Paul Poet: Ich habe nichts beschönigt, mein Film möchte ein ständiges emotionales Wechselbad sein. Monika mag eine toxische Narzisstin sein, aber zugleich ist sie auch eine sehr fürsorgliche, liebevolle Person. Bei den Dreharbeiten gab es komplizierte Phasen; vor allem, als Gottfried Küssel plötzlich auftauchte, sind einige Darsteller:innen aus dem Team abgesprungen, was ich durchaus verstehen kann. Wir wussten damals nicht, in welche Richtung sich alles bewegt. Und Monika liebt die Provokation. Auch die Idee, dass sie am Anfang ein frühes Gedicht von Adolf Hitler vorliest, kam von ihr. Gleichzeitig ist sie mehr denn je bestärkt, ihren eigenen Weg zu gehen, nicht mehr so stark an politische Gruppen anzudocken oder Ersatzfamilien zu suchen.

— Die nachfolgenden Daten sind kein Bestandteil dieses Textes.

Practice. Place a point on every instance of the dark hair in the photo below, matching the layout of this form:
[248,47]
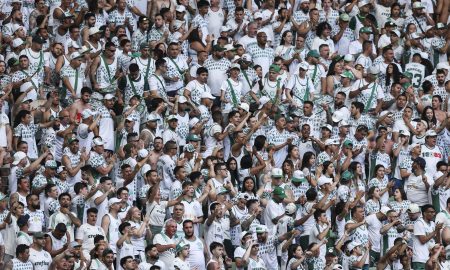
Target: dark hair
[21,249]
[395,75]
[321,27]
[123,261]
[214,245]
[305,159]
[424,116]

«Der Soldat Monika». Regie: Paul Poet. In: Solothurn Canva, So, 26. Januar 2025, 12.15 Uhr.

«Sympathisch unsympathisch»: Podium mit u.a. Paul Poet. in: Solothurn Kino im Uferbau, Mo, 27. Januar 2025, 13.30 Uhr.

Paul Poet

Geboren 1971 in Saudi-Arabien, war Paul Poet zunächst als Veranstalter, DJ und Musiker in der Wiener Undergroundszene tätig. Dabei lernte er auch Christoph Schlingensief kennen, über dessen Aktion «Bitte liebt Österreich» er dann seinen ersten Langfilm als Regisseur drehte: «Ausländer raus! Schlingensiefs Container» (2002). Für die Produktionsfirma von Ulrich Seidl arbeitet Poet derzeit an einer Verfilmung von «Der Minusmann», dem Lebensbericht des Wiener Kriminellen Heinz Sobota.